I'd like to scrape a table (containing information about 31,385 soldiers) from https://irelandsgreatwardead.ie/the-archive/ using rvest
.
library(rvest)
library(dplyr)
page <- read_html(x = "https://irelandsgreatwardead.ie/the-archive/")
table <- page %>%
html_nodes("table") %>%
html_table(fill = TRUE) %>%
as.data.frame()
This works, but only for the first 10 soldiers. In the source code, I can only see the information for the first 10 soldiers either. Any help on how to obtain the rows with the other soldiers would be highly appreciated!
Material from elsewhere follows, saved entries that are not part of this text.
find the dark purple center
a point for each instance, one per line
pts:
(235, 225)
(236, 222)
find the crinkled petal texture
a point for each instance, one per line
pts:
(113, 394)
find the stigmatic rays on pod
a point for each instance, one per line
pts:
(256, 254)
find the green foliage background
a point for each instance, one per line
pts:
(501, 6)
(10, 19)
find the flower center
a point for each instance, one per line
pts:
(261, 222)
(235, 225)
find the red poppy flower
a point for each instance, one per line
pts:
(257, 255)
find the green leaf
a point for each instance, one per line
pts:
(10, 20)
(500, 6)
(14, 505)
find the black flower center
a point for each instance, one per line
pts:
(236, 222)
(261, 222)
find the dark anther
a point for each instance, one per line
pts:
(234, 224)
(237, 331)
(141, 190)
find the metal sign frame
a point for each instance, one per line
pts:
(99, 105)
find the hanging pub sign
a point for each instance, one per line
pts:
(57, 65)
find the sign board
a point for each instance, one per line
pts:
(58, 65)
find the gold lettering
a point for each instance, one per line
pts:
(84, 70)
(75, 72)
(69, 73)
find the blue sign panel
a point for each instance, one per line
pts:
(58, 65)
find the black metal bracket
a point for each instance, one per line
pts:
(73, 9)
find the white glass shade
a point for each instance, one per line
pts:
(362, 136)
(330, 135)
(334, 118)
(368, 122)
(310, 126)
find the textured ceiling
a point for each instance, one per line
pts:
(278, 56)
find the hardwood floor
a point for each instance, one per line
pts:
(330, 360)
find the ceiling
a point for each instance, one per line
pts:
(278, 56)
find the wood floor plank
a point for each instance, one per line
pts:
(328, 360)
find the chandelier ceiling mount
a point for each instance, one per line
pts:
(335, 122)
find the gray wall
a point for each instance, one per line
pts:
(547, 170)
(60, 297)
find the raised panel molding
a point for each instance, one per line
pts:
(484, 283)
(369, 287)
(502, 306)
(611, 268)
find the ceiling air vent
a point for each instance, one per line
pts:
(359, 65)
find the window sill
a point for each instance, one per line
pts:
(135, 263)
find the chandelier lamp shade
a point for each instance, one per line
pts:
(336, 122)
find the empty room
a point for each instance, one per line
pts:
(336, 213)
Thanks and have a great day!
Here is the RSelenium
solution,
You can loop through page extracting table and joining to the previous table.
First launch the browser,
library(RSelenium)
driver = rsDriver(browser = c("firefox"))
remDr <- driver[["client"]]
remDr$navigate(url)
PART 1: Extracting table from first page and storing in df
,
df = remDr$getPageSource()[[1]] %>%
read_html() %>%
html_table()
df = df[[1]]
#removing last row which is non-esstential
df = df[-nrow(df),]
PART 2: Loop through pages 2 to 5
for(i in 2:5){
#Building xpath for each page
xp = paste0('//*[@id="table_1_paginate"]/span/a[', i, ']')
cc <- remDr$findElement(using = 'xpath', value = xp)
cc$clickElement()
# Three second gap is given for the webpage to load
Sys.sleep(3)
df1 = remDr$getPageSource()[[1]] %>%
read_html() %>%
html_table()
df1 = df1[[1]]
df1 = df1[-nrow(df1),]
#Joining previous table `df` and present table `df1`
df = rbind(df, df1)
}
PART 3: Loop through rest of the pages 6 to 628
The xpath
of remaining pages remains the same. Thus we have to repeat this code block 623 times to get table from remaining pages.
for (i in 1:623) {
x = i
cc <- remDr$findElement(using = 'xpath', value = '//*[@id="table_1_paginate"]/span/a[4]')
cc$clickElement()
Sys.sleep(3)
df1 = remDr$getPageSource()[[1]] %>%
read_html() %>%
html_table()
df1 = df1[[1]]
df1 = df1[-nrow(df1),]
df = rbind(df, df1)
}
Now we have df
with info of all soldiers.